All we need to do is set the top layers of Inception V3 base model to be trainable, recompile the model (necessary for these changes to take effect), and resume training. 

### Freeze earlier layers of the model



In [0]:
# Let's take a look to see how many layers are in the base model
print("Number of layers in the base model: ", len(base_model.layers))

# Fine tune from this layer onwards
fine_tune_at = 300

# Freeze all the layers lower than the fine_tune_at layer
for layer in model.layers[:fine_tune_at]:
  layer.trainable =  False

### Compile the model
Let's compile the model training it.

In [0]:
# We will use SGD with a very low learning rate as the optimizer
model.compile(loss='binary_crossentropy',
              optimizer = tf.keras.optimizers.RMSprop(lr=2e-5),
              metrics=['accuracy'])

### Train the model

In [0]:
history = model.fit_generator(train_generator, 
                              train_generator.n // batch_size, 
                              epochs=epochs, 
                              workers=4,
                              validation_data=validation_generator, 
                              validation_steps=validation_generator.n // batch_size)

### Exam learning curves of fine tuning
Let's take a look at the learning curves of the training and validation accuracy / loss, when fine tuning the last few layers of the Inception_v3 base model, as well as the classifier on top of it. Note the validation loss much higher than the training loss which means there maybe some overfitting. 

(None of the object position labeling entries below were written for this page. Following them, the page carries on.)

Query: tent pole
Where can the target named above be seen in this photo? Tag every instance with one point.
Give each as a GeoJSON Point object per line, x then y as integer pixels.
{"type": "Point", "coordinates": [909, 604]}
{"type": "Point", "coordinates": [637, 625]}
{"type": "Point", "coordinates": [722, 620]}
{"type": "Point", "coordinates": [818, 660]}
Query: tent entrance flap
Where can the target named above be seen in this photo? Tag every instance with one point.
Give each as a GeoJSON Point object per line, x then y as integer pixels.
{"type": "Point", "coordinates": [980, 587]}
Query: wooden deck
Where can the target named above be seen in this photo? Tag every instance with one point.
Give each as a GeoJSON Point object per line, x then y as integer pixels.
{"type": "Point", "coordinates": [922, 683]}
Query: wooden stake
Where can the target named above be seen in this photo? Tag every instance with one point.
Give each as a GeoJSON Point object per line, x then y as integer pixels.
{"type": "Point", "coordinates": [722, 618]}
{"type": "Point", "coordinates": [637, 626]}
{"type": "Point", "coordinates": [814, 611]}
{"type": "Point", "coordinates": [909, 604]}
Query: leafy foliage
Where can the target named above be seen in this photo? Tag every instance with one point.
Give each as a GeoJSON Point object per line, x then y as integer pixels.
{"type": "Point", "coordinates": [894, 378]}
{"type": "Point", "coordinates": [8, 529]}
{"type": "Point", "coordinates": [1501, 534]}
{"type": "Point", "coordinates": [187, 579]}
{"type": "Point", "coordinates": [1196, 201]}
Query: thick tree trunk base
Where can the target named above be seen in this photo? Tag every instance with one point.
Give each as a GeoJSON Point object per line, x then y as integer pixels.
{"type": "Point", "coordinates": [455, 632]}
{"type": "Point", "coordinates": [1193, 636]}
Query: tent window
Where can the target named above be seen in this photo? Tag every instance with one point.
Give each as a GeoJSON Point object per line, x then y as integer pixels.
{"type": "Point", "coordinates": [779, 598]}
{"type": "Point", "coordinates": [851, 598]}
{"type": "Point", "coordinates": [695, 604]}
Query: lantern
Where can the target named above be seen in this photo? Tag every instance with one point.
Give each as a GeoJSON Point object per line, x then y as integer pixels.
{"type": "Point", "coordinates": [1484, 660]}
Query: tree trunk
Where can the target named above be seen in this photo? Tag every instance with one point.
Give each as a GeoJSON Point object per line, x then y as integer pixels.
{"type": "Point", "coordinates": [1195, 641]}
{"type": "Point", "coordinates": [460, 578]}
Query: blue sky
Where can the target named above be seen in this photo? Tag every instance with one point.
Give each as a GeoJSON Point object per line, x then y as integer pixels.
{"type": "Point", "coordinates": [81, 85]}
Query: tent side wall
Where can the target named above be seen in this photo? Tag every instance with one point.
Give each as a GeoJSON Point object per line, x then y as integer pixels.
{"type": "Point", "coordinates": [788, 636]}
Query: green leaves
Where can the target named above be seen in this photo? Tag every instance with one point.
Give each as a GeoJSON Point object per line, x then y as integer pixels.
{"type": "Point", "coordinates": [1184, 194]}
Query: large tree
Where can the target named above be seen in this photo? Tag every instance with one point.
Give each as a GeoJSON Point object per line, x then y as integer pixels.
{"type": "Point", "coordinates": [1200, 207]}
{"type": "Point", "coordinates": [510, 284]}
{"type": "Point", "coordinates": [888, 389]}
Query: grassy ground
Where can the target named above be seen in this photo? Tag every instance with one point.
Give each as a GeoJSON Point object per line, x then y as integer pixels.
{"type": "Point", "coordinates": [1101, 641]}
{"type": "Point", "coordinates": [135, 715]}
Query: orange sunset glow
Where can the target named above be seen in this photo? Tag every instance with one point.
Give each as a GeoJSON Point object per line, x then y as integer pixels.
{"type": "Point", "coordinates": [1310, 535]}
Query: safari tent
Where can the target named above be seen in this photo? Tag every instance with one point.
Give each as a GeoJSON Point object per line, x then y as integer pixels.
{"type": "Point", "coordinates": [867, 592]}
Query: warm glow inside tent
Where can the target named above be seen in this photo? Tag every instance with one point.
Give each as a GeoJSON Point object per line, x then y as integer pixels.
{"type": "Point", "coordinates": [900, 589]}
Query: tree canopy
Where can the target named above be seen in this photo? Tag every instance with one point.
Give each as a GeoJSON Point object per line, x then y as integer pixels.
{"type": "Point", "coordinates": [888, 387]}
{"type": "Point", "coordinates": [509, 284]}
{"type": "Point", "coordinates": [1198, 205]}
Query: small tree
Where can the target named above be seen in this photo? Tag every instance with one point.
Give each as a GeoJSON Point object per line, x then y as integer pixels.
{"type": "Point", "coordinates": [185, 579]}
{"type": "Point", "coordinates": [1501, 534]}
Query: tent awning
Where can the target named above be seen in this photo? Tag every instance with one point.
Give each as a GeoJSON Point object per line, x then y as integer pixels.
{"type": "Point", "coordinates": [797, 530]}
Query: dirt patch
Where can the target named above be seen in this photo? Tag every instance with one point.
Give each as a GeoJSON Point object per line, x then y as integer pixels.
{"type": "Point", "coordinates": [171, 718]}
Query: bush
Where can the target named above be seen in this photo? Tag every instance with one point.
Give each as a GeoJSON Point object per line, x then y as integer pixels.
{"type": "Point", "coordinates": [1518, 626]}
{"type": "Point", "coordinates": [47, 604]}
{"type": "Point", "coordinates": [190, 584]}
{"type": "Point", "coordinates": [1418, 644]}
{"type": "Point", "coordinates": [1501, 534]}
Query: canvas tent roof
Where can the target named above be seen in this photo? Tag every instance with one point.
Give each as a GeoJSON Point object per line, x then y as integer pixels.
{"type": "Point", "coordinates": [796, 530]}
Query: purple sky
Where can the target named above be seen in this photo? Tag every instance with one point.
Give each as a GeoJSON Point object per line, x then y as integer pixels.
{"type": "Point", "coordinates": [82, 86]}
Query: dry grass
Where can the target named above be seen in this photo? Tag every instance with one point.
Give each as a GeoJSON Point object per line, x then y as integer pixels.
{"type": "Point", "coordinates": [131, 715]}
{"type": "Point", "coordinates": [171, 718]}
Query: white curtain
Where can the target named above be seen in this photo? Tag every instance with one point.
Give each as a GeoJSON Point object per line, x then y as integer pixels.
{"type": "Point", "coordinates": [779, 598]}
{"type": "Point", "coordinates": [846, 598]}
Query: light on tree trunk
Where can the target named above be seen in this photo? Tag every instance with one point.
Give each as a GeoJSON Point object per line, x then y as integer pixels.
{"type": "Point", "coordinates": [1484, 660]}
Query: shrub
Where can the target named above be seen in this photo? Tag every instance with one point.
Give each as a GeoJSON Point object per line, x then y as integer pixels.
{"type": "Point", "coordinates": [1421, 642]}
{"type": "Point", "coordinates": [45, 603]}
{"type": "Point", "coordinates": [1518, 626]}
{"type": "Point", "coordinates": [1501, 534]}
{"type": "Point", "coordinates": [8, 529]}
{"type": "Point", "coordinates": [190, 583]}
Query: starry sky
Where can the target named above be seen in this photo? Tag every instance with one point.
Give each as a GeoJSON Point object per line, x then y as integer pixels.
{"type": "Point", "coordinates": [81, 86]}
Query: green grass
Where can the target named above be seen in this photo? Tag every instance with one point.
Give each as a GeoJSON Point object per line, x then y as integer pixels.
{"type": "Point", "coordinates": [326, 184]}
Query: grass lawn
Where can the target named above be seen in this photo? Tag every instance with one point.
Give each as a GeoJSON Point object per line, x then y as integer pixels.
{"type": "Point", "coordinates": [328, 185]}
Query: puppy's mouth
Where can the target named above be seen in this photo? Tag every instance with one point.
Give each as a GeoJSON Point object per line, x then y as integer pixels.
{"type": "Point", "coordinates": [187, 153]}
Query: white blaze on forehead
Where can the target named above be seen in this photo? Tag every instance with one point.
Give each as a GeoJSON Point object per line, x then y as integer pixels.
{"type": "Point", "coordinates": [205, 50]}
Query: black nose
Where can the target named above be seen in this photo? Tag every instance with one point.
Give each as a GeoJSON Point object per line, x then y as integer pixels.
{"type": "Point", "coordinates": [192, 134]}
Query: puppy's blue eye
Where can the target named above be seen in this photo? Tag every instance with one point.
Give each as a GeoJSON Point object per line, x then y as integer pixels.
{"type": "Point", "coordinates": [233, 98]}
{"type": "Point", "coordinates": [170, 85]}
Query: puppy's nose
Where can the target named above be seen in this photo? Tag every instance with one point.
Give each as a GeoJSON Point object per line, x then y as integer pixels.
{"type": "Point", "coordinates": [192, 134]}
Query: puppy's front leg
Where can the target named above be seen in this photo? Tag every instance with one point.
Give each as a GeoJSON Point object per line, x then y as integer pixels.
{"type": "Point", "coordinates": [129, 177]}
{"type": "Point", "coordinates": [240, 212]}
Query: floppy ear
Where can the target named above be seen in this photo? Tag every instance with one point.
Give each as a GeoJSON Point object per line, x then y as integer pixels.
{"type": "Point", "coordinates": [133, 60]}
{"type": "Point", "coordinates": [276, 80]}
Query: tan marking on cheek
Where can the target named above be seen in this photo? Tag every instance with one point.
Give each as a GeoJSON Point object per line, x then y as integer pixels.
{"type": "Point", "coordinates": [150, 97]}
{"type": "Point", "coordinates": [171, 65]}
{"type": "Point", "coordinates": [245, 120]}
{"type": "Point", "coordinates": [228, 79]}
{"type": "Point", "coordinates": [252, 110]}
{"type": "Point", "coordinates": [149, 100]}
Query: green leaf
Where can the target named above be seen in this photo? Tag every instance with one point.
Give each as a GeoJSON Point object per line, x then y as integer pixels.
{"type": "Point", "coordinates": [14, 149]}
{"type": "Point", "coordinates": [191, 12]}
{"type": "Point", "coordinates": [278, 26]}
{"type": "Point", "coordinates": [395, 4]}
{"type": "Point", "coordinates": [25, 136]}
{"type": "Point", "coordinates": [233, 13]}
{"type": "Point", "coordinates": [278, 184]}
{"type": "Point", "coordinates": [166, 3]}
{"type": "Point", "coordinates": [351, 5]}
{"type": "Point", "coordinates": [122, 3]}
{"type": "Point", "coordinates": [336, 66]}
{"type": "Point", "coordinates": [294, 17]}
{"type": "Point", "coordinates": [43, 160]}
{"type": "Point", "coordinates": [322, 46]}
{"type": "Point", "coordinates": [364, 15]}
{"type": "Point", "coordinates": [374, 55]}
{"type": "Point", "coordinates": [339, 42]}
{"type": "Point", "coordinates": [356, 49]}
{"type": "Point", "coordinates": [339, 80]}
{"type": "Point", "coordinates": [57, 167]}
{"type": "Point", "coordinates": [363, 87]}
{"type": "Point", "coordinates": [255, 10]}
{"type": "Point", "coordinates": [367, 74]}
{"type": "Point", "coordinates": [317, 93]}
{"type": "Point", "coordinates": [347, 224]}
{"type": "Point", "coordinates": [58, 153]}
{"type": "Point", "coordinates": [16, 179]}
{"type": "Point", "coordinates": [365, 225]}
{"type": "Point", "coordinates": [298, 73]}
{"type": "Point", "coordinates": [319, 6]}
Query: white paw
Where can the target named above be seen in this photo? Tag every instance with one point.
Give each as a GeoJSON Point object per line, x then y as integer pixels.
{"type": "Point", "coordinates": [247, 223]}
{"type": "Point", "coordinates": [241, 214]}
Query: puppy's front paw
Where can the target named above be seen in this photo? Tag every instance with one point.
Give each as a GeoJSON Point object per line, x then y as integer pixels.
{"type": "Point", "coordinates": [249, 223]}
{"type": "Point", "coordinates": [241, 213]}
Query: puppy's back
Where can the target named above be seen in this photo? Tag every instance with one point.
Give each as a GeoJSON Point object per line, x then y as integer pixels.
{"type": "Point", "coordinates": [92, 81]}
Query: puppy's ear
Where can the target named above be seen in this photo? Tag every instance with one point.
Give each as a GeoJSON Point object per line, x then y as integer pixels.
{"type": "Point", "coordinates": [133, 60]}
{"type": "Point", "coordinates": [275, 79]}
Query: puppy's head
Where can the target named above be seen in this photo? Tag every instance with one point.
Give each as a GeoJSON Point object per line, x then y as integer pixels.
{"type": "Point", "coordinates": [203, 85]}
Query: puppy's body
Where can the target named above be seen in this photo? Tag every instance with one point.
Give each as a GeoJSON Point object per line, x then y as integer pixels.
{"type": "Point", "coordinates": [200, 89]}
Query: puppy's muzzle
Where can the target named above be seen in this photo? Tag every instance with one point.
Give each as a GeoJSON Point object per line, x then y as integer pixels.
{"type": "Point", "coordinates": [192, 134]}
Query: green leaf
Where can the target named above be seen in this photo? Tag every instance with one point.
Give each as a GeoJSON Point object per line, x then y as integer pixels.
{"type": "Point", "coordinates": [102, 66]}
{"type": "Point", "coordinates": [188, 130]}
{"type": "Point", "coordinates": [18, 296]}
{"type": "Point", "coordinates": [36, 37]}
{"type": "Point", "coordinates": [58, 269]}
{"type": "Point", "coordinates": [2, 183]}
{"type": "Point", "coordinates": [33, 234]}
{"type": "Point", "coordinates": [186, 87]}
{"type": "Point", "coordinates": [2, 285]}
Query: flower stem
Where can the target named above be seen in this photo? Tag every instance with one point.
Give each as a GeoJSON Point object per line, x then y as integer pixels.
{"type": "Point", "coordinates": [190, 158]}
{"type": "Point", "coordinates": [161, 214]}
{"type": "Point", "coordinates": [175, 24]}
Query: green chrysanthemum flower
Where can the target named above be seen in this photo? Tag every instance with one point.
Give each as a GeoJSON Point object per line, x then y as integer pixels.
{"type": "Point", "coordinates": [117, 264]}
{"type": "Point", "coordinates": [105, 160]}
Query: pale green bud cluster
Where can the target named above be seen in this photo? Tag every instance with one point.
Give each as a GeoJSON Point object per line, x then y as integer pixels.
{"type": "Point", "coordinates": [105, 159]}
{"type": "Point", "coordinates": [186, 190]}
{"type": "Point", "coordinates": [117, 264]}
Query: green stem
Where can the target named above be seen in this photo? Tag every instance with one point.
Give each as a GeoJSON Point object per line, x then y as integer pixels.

**Note**: the training dataset is fairly small, and is similar to the original datasets that Inception_v3 was trained on, so fine-tuning may result in overfitting.


In [0]:
acc = history.history['acc']
val_acc = history.history['val_acc']

loss = history.history['loss']
val_loss = history.history['val_loss']

epochs_range = range(epochs)

plt.figure(figsize=(8, 8))
plt.subplot(1, 2, 1)
plt.plot(epochs_range, acc, label='Training Accuracy')
plt.plot(epochs_range, val_acc, label='Validation Accuracy')
plt.ylim((0.8, 0.97))
plt.legend(loc='lower right')
plt.title('Training and Validation Accuracy')

plt.subplot(1, 2, 2)
plt.plot(epochs_range, loss, label='Training Loss')
plt.plot(epochs_range, val_loss, label='Validation Loss')
plt.legend(loc='upper right')
plt.title('Training and Validation Loss')
plt.show()

# Key takeaways
In summary here is what we covered in this tutorial on how to do transfer learning using a pre-trained model to improve accuracy:
* Using a pre-trained model for **feature extraction** - when working with a small dataset, it is common to leverage the features learned by a model trained on a larger dataset in the same domain. This is done by instantiating the pre-trained model and adding a fully connected classifier on top. The pre-trained model is "frozen" and only the weights of the classifier are updated during training.
In this case, the convolutional base extracts all the features associated with each image and we train a classifier that determines, given these set of features to which class it belongs.
* **Fine-tuning** a pre-trained model - to further improve performance, one might want to repurpose the top-level layers of the pre-trained models to the new dataset via fine-tuning.
In this case, we tune our weights such that we learn highly specified and high level features specific to our dataset. This only make sense when the training dataset is large and very similar to the orginial dataset that the pre-trained model was trained on.